The BBC has reported that a new type of drug for improving the lives of melanoma sufferers will be available on the NHS at no cost
A targeted treatment for battling skin cancer is set to be free on the NHS in England and Wales.
Currently, patients having been treated for melanoma can only hope that the aggressive cancer doesn’t return after surgery, with 15,400 cases diagnosed every year in the UK.
The new drug has been proven to improve the survival rates of people with a certain mutation of stage 3 melanoma, called BRAF. It’s found in around half of cases.
Making this drug free on the NHS is a “huge step forward,” according Melanoma UK.
The new therapy has been approved by NICE and is a combination of dabrafenib and trametinib. These drugs comprise five tablets per day and can be taken at home.
A clinical trial of over 800 patients found that the risk of skin cancer returning had been lowered by this drug.
Three years after surgery, 58% of the group surveyed survived with no relapse. This is compared to 39% of the placebo group.

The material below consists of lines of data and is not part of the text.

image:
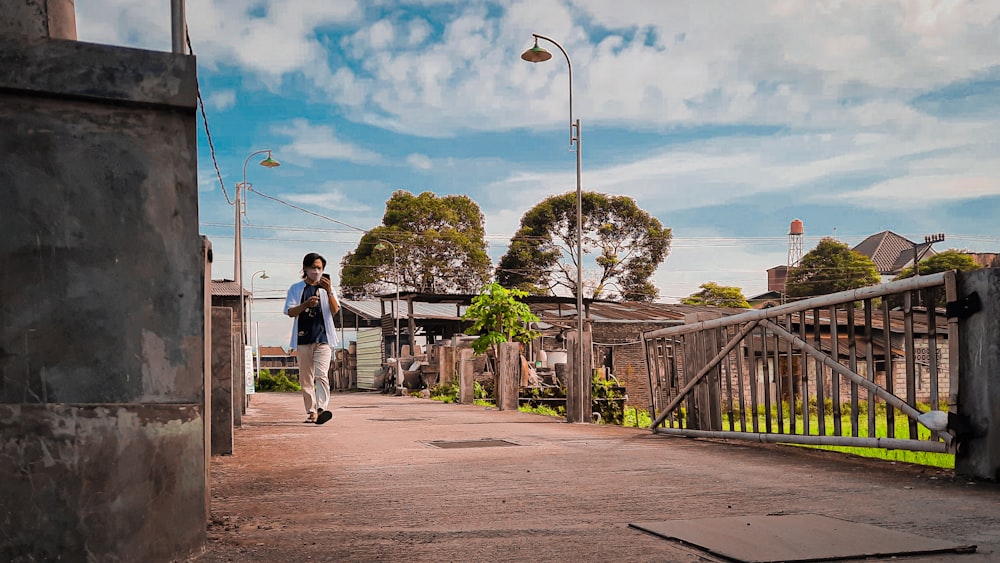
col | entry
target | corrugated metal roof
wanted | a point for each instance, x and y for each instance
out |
(372, 310)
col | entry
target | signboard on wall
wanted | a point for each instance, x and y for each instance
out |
(248, 369)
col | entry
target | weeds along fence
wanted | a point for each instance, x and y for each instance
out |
(855, 368)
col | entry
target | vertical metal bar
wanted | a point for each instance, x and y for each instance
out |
(820, 386)
(890, 369)
(739, 385)
(753, 379)
(653, 374)
(835, 354)
(852, 353)
(177, 26)
(951, 294)
(804, 362)
(727, 372)
(930, 298)
(910, 353)
(768, 374)
(870, 366)
(789, 353)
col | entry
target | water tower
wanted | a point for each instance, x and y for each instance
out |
(795, 232)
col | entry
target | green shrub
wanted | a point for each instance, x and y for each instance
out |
(276, 382)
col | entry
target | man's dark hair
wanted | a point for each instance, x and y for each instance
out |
(308, 260)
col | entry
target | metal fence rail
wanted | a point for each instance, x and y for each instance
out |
(840, 370)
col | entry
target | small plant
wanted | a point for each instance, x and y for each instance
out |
(276, 382)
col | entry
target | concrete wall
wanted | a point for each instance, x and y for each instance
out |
(102, 301)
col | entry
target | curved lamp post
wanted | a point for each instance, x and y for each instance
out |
(395, 308)
(537, 54)
(256, 331)
(240, 205)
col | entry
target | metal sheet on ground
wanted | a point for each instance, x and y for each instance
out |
(794, 537)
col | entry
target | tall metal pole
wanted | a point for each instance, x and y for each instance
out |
(574, 141)
(240, 205)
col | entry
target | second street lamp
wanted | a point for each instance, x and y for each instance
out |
(536, 55)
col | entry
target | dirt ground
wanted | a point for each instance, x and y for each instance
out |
(371, 485)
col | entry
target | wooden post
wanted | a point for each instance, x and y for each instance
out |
(446, 364)
(578, 381)
(979, 376)
(705, 410)
(466, 376)
(508, 379)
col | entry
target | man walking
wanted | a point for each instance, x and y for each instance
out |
(311, 302)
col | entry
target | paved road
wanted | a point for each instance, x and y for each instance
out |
(371, 486)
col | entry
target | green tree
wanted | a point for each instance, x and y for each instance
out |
(428, 244)
(629, 244)
(830, 267)
(717, 296)
(941, 262)
(499, 317)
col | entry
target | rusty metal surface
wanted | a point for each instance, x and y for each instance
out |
(795, 537)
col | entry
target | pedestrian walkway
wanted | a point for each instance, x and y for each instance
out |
(408, 479)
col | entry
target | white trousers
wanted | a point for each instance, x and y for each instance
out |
(314, 375)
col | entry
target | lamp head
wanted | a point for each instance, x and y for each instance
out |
(536, 54)
(269, 162)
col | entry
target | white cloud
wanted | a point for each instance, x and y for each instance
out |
(321, 142)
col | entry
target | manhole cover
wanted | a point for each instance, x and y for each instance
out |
(795, 537)
(483, 443)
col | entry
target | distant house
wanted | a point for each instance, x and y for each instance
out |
(893, 253)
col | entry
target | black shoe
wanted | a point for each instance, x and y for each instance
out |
(324, 417)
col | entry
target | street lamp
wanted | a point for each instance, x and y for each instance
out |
(256, 331)
(240, 205)
(537, 54)
(395, 308)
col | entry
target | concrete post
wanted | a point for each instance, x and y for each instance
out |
(222, 413)
(508, 377)
(978, 455)
(466, 376)
(102, 381)
(579, 395)
(446, 365)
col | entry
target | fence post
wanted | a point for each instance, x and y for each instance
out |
(508, 377)
(578, 380)
(466, 377)
(705, 407)
(978, 455)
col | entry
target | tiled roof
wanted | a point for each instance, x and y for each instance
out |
(890, 252)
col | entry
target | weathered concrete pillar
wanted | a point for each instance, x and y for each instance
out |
(102, 296)
(446, 365)
(39, 19)
(466, 377)
(979, 375)
(579, 395)
(222, 414)
(508, 377)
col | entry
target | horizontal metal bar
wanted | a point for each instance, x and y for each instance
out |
(861, 293)
(811, 440)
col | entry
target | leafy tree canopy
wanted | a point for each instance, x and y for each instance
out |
(628, 242)
(830, 267)
(425, 243)
(499, 317)
(717, 296)
(942, 262)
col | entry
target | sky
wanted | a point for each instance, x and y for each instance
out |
(724, 119)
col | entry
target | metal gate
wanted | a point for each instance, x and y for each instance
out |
(870, 367)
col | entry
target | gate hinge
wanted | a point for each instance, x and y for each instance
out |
(965, 307)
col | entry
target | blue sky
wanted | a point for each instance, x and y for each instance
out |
(724, 119)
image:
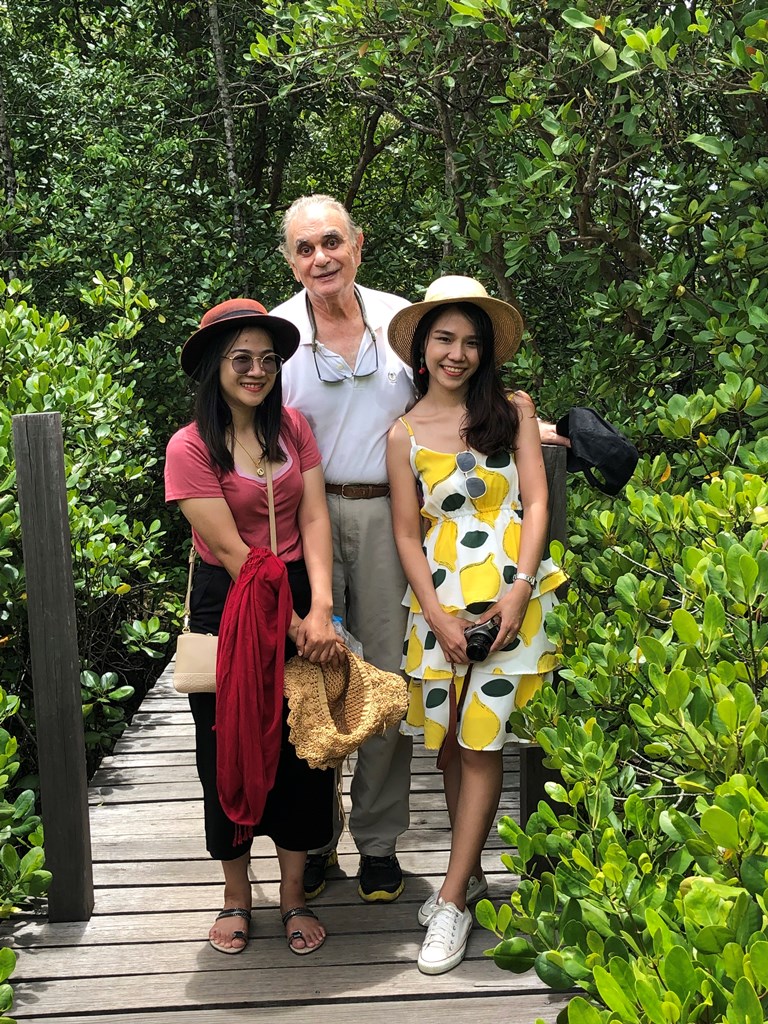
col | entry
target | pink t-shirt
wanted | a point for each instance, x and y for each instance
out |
(189, 473)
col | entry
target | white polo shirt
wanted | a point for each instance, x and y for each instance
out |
(349, 418)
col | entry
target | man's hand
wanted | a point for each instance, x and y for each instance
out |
(550, 436)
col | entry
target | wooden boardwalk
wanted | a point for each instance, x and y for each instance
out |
(143, 958)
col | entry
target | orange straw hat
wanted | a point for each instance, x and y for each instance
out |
(232, 314)
(505, 317)
(333, 711)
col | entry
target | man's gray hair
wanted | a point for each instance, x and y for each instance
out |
(303, 203)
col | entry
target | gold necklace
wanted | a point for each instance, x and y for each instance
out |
(257, 464)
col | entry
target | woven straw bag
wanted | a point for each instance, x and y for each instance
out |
(333, 711)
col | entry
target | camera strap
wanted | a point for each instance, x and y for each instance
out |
(450, 744)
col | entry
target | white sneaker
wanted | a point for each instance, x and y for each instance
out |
(445, 940)
(475, 889)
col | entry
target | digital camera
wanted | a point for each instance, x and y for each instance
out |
(479, 639)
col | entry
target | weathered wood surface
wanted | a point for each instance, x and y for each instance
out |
(55, 666)
(143, 954)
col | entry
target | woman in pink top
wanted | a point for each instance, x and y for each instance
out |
(215, 469)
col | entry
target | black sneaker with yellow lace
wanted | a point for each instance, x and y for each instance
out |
(314, 871)
(381, 880)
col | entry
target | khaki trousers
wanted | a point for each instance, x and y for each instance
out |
(369, 585)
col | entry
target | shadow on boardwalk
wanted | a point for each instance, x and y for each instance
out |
(143, 957)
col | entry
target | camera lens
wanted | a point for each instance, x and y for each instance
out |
(479, 640)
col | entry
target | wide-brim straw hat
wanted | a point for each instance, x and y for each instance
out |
(333, 711)
(505, 317)
(232, 314)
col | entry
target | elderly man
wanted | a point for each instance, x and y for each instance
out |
(351, 387)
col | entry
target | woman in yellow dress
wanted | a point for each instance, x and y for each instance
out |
(466, 463)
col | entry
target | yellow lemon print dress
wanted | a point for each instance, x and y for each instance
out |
(472, 547)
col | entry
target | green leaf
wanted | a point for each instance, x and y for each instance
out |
(707, 142)
(578, 18)
(753, 873)
(714, 621)
(485, 914)
(7, 963)
(614, 996)
(678, 972)
(515, 954)
(604, 52)
(549, 968)
(685, 626)
(759, 962)
(747, 1008)
(722, 826)
(581, 1012)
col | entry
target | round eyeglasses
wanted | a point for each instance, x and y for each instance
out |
(243, 363)
(467, 463)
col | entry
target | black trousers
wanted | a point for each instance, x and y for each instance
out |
(298, 814)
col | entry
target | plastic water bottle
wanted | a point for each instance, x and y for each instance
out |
(346, 637)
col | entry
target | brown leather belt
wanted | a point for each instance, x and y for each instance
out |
(355, 491)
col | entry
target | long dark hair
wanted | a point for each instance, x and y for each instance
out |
(214, 418)
(491, 421)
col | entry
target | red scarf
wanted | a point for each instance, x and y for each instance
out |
(249, 687)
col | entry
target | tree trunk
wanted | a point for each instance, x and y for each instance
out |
(222, 87)
(9, 178)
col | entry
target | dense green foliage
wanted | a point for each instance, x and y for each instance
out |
(607, 168)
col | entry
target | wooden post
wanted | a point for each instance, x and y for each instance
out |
(532, 772)
(55, 666)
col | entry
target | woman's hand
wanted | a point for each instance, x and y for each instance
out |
(450, 633)
(511, 611)
(315, 638)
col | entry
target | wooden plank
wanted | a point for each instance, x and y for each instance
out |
(218, 989)
(341, 909)
(340, 950)
(184, 787)
(146, 899)
(55, 665)
(555, 457)
(113, 849)
(168, 872)
(461, 1009)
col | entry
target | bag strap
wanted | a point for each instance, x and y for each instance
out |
(193, 553)
(450, 744)
(270, 499)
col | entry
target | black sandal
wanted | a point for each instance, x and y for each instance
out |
(233, 911)
(300, 911)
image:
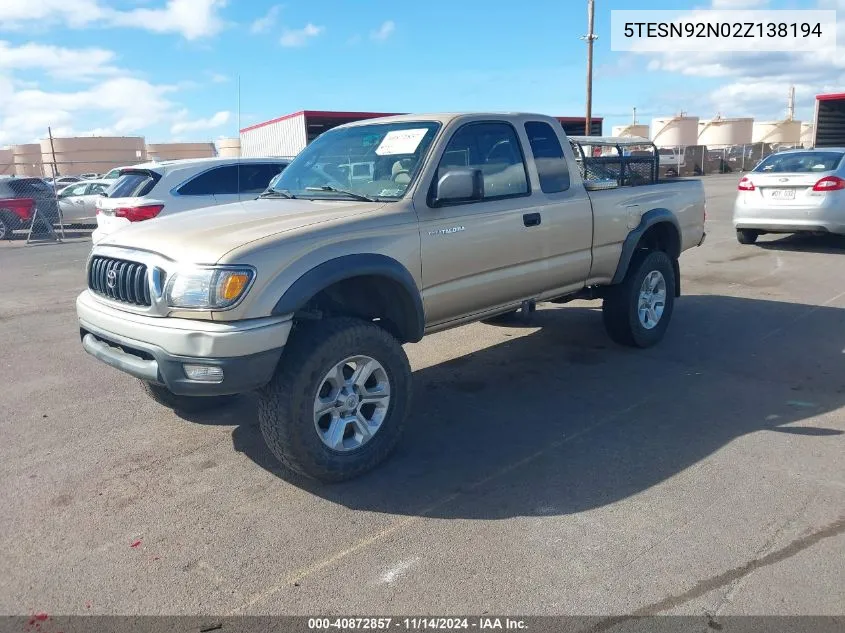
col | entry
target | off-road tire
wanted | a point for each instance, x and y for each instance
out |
(186, 404)
(747, 236)
(285, 404)
(620, 306)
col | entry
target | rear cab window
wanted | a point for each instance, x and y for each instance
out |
(493, 148)
(30, 188)
(552, 169)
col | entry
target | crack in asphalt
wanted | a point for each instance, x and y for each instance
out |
(707, 585)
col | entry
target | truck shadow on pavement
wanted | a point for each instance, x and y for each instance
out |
(559, 420)
(827, 244)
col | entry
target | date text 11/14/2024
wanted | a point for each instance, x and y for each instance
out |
(415, 624)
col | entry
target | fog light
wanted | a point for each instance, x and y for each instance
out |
(204, 373)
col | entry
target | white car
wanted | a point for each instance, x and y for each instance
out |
(62, 181)
(146, 191)
(78, 202)
(112, 174)
(797, 191)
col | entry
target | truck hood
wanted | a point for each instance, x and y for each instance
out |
(205, 235)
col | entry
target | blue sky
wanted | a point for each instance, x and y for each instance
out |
(168, 69)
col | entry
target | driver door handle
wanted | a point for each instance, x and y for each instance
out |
(531, 219)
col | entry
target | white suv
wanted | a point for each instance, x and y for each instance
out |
(146, 191)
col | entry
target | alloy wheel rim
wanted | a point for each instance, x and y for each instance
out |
(652, 300)
(351, 403)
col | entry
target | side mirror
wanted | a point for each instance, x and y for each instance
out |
(459, 185)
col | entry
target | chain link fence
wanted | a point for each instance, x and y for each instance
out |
(700, 160)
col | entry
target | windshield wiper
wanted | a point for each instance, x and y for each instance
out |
(277, 193)
(351, 194)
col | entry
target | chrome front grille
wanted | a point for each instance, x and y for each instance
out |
(120, 280)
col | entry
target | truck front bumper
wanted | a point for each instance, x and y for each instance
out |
(240, 356)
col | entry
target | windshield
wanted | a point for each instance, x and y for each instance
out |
(800, 162)
(378, 161)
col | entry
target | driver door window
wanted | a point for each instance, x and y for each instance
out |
(482, 254)
(492, 148)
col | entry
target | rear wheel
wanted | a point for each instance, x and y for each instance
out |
(747, 236)
(336, 406)
(637, 311)
(187, 404)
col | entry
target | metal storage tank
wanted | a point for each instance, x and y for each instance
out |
(27, 159)
(7, 162)
(786, 132)
(676, 131)
(95, 154)
(632, 129)
(808, 134)
(288, 135)
(229, 147)
(718, 131)
(176, 151)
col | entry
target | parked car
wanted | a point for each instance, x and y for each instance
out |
(792, 192)
(671, 161)
(19, 199)
(150, 190)
(77, 202)
(61, 182)
(308, 293)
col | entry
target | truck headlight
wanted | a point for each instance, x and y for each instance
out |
(208, 288)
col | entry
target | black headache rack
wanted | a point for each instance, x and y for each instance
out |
(630, 161)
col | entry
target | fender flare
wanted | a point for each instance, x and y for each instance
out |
(629, 246)
(360, 264)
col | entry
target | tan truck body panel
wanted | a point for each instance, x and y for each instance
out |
(492, 263)
(467, 261)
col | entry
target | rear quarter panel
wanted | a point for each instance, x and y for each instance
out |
(617, 212)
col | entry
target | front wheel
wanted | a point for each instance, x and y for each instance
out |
(5, 228)
(337, 404)
(637, 312)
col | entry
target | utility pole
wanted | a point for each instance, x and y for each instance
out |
(590, 37)
(53, 152)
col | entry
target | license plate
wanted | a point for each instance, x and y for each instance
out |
(783, 194)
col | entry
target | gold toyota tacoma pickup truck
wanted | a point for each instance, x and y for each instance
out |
(378, 233)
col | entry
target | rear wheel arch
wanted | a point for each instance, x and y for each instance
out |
(368, 286)
(658, 230)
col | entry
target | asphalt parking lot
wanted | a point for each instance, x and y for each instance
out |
(545, 471)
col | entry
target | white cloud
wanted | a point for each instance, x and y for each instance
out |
(15, 13)
(267, 21)
(220, 118)
(756, 83)
(384, 31)
(300, 37)
(740, 4)
(127, 104)
(57, 62)
(192, 19)
(218, 78)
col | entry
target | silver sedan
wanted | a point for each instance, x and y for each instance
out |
(792, 192)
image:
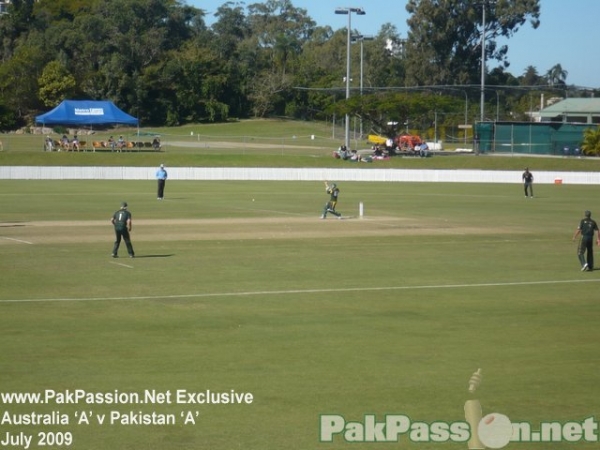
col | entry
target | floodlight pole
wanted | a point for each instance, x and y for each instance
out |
(361, 38)
(482, 105)
(348, 11)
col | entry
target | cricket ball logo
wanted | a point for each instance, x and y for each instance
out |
(491, 431)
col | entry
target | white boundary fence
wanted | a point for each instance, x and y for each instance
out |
(297, 174)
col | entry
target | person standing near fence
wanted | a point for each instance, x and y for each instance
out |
(161, 176)
(121, 220)
(528, 183)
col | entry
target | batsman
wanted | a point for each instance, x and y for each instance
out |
(334, 193)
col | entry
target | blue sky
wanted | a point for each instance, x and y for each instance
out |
(569, 33)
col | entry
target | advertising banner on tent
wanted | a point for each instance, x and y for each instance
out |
(86, 112)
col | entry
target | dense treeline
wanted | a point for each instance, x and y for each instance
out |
(161, 62)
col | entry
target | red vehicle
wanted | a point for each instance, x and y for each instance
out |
(407, 142)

The drug was also proven to improve patients’ lifespan in general. A third of patients experienced side effects from the drug, including nausea and fatigue.
Gill Nuttall, from charity Melanoma UK, said:
“We are continuing to see an increase in the number of people in the UK with melanoma, especially among younger people.
“The availability of this treatment is a huge step forward for the hundreds of BRAF-positive patients who are currently left with very few options following surgery.
“The current ‘watch and wait’ approach is an extremely worrying and stressful time for patients and their families.”
Mirella Marlow, deputy director for the NICE Centre for Health Technology Evaluation, said that, until now, there were no treatments available for people with this stage and type of melanoma to lower the risk of the cancer coming back. As such, the decision to expand its availability marks “an important development in the management of melanoma”.
Professor Ruth Plummer, clinical professor of experimental cancer medicine, University of Newcastle Upon Tyne, added the treatment had “the potential to transform the standard of care for people with BRAF-positive stage III melanoma.”